QQuitting is for losers. Or quitting is unacceptable. We are big on not quitting. Except that so many people do quit, all the time. New Year’s Resolutions get abandoned all the time.

Which is why there are so many people saying “don’t quit” to encourage people that they can push through. Keep working out, get back on that diet, stick with that relationship. And usually they are right, the reward for sticking to it, for all that hard work, is worth it. Find your motivation and stay with it.

In general, we feel guilty when we quit something we set out to do. For avid readers, we have to reassure each other that sometimes it really is ok to quit a book, there isn’t enough time to read a book that isn’t working for you, let it go.

Take battling cancer as another example. Most people agree it should be about quality of life, not quantity of life. Although mothers with small children want quantity, too. And that makes perfect sense. So, we get on the chemo train. We search out alternative healing options. We fight. People tell us to keep up the fight.

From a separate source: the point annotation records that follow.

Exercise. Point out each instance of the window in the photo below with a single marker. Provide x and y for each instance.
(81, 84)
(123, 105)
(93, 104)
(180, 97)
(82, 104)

But it is exhausting. It’s harder than it looks. And quality of life is a relative term. What some people would put up with to have another month is something other people see no reason to tolerate. And there is the fear of what happens when you get off the chemo train. How long will it take to get to the end? How much will it hurt? How can I watch my family and friends start crying at the thought that I’m quitting the fight?

Nothing about this cancer walk is easy. There are so many decisions about treatment options, changing treatment, handling side effects, dealing with unexpected obstructions and all those complications, and deciding when to call it quits and let God and nature take its course. Do I believe God is sovereign? Do I believe in heaven and eternal life? Do I believe in the resurrection? Is it time to act on what I believe?